To Matti and Sienna, I was always Nina. They knew every single good and bad thing I’d ever done, and they loved me anyway. I thought they always would.

There were other people who liked what they did know about me. We could have a good laugh. We could talk. But I kept them at a distance, I filtered what their knowledge of me was because of my concern over how they could or would react to things that didn’t need to be worried about. Wearing my bracelet around other magical beings had always made me feel like I wore a constant filter—like some people only got to see part of me, which was true.

A tipsy mermaid could tell me some of the darkest things she’d ever done, but I’d never been forthcoming enough to do the same.

And to Henri? In the span of just a few hours, I’d been Cricket, the girl he’d known, and Nina, the adult he didn’t understand and was struggling not to judge too hard—at least it seemed that way to me. His fluctuation between those two people had already been evident. There wasn’t much I could do about that other than just show him who I was, and I needed time for that.

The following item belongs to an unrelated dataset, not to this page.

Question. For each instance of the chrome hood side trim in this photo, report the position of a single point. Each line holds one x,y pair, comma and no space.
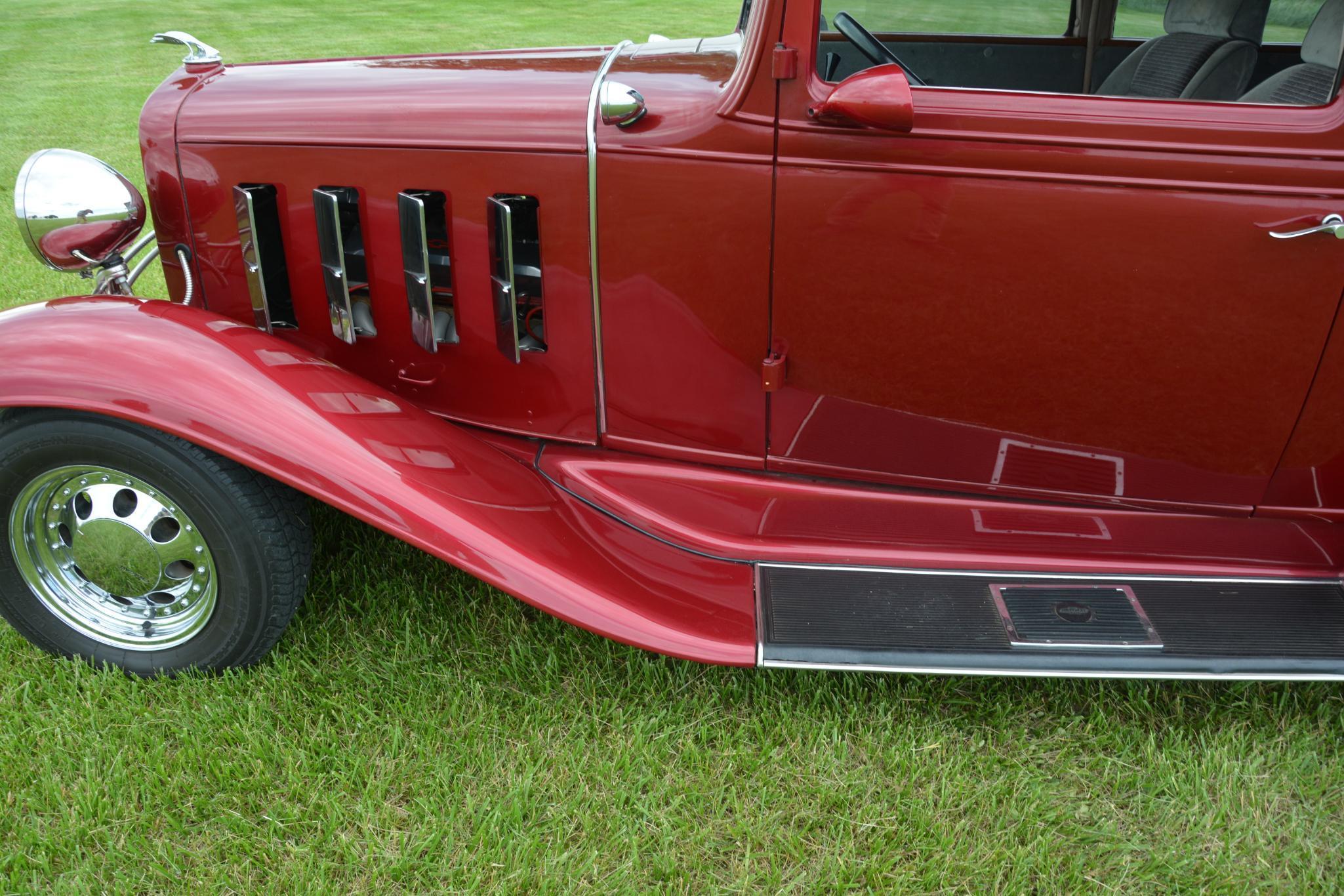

On top of that, there was my attraction to him. Not just a little attraction, but more than I would’ve wished, if I had a choice. I didn’t think I’d ever met someone I would describe as a hunk before, but now that I’d seen him, I understood how that word could be used.

In the middle of thinking about all that, Duncan climbed into my lap, his attention on the figure walking away from us. I set my nose into the crown of his head and watched too, the low murmur of Henri’s voice reaching us despite the distance; it was one of the good and the bad things about being out in the middle of nowhere: you could hear everything. The front door opened and closed soon after.

Only then did Duncan’s nose move to the spot where Henri had rubbed his cheek. He sniffed it. He didn’t get a mohawk when he did it, which I thought was a good thing.

Maybe Henri wasn’t going to bend the rules for us, but he wasn’t going to work against us either, it seemed. I needed to take that for the win it was. And maybe he could help me with getting to know some of the men here. Because I was going to need to work on that too: finding a mate.

Unless he was an option? I’d ponder that later. We had to get through the next three months first.

For the time being, we needed to focus on settling in.

Getting people to like us.

Not scare anyone along the way.

And hopefully get Henri firmly on our side at some point.

But for Duncan, I would do anything, and now I had to prove it.